By Chaplain (Lt. Col.) Jeff Van Ness
Special to GUIDON
Within the span of a month, news agencies reported two incidents which demonstrate the dangers of humanity’s deadliest foe.
In April, a woman was driving and spotted a spider on the dashboard and went into a panic, crashing her car into a stone barrier. The accident totaled her car and injured her leg.
A month later, a man was traveling along when a spider jumped on his leg. He panicked as well. The driver lost control of his vehicle and rolled it down an embankment. He wrecked his car though he suffered no injuries.
So what’s my point? That spiders are killers? Of course not.
America only has two spiders that we need to worry about (the black widow and brown recluse) and you’re not likely to find them in your car.

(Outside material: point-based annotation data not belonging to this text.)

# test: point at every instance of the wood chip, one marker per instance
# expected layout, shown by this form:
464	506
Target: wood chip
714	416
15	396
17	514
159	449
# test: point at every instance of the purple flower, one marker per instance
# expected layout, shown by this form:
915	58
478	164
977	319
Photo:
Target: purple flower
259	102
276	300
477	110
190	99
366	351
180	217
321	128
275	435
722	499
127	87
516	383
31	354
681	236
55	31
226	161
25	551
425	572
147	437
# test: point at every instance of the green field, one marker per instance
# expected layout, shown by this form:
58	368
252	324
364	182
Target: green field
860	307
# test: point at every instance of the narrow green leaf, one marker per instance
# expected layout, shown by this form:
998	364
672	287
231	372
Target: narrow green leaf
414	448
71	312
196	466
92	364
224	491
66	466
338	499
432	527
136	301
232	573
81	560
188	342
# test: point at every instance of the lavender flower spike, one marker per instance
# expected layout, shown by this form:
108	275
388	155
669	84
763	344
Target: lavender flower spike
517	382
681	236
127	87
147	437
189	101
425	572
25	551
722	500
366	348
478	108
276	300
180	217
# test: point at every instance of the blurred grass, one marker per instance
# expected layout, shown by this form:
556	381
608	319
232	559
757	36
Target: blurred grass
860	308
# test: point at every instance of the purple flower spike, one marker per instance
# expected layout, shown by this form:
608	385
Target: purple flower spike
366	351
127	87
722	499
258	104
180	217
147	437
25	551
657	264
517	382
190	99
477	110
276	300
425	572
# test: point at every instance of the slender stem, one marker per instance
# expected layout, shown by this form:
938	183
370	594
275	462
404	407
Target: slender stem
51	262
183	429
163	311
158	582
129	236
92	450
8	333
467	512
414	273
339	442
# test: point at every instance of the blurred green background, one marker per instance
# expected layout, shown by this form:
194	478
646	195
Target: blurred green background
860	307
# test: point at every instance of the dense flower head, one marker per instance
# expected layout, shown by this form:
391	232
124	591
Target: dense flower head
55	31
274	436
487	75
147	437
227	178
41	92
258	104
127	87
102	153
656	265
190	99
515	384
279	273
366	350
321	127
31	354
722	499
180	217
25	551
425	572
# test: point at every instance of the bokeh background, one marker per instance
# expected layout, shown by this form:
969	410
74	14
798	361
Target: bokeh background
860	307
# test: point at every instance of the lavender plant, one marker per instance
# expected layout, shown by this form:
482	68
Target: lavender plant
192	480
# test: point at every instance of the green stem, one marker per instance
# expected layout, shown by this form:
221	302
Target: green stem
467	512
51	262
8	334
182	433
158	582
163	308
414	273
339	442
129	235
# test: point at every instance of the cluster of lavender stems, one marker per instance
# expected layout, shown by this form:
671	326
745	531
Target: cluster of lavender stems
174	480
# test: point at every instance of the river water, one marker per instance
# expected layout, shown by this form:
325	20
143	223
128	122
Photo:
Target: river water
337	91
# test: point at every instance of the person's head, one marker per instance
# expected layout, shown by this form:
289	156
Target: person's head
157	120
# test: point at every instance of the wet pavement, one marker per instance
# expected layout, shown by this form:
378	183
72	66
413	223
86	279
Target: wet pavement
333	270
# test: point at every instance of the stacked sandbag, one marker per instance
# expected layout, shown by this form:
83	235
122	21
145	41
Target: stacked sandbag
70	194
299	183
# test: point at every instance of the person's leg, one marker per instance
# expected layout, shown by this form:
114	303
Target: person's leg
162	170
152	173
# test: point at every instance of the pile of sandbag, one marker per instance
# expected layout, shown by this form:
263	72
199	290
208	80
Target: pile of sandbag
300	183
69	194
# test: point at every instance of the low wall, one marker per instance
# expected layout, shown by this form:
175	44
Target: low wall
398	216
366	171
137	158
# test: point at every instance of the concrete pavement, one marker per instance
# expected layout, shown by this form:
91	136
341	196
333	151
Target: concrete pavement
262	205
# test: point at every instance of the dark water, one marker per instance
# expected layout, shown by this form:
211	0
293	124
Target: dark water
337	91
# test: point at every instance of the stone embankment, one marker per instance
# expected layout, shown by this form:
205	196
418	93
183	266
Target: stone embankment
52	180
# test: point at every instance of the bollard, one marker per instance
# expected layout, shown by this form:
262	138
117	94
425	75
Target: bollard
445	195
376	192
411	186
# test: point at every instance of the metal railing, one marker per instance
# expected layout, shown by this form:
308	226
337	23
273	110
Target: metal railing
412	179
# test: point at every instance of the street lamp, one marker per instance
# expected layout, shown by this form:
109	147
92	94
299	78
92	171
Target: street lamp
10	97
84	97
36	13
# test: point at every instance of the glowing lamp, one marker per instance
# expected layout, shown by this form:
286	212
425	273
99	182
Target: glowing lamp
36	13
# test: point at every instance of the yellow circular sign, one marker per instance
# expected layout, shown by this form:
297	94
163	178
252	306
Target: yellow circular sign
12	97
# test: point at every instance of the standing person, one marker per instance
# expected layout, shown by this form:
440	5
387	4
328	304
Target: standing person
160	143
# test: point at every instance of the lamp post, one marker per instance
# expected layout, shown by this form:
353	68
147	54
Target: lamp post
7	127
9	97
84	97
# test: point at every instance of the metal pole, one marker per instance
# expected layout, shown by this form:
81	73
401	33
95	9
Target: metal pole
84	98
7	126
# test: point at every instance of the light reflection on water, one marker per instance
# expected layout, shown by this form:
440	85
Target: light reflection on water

The spiders these drivers saw were probably tiny jumping spiders which are harmless to humans – and about ten thousand times smaller.
No, spiders aren’t our foe. Fear is the problem and it can be our deadliest foe.
It was fear that made these sane human beings do the most irrational and life-threatening thing. While cruising down the road at 60 to 70 mph, they jumped from their seat and gave their full attention to something the size of a chocolate chip. Fear turned their reasoning powers to mush and nearly got them killed.
So, how does fear manipulate us and how should we manage it?
We manage it with faith.
Faith in God is the most rational response to everything we see around us. Faith in God makes perfect sense whenever we pause to count our blessings and view God’s faithfulness to us in the past.
Fear, however, loses sight of the facts. Fear tosses away reason.
The Bible points us to the fact that God cares for all his creatures and equips them all for survival and success (Matthew 6:25-33).
God will take care of us and asks us to concern ourselves with pursuing his kingdom and being in a right relationship with him.
Dear Father in heaven, teach me to panic less and to trust you more. Open my eyes to your presence and activity all around me. Open my eyes to your love for me and for all mankind.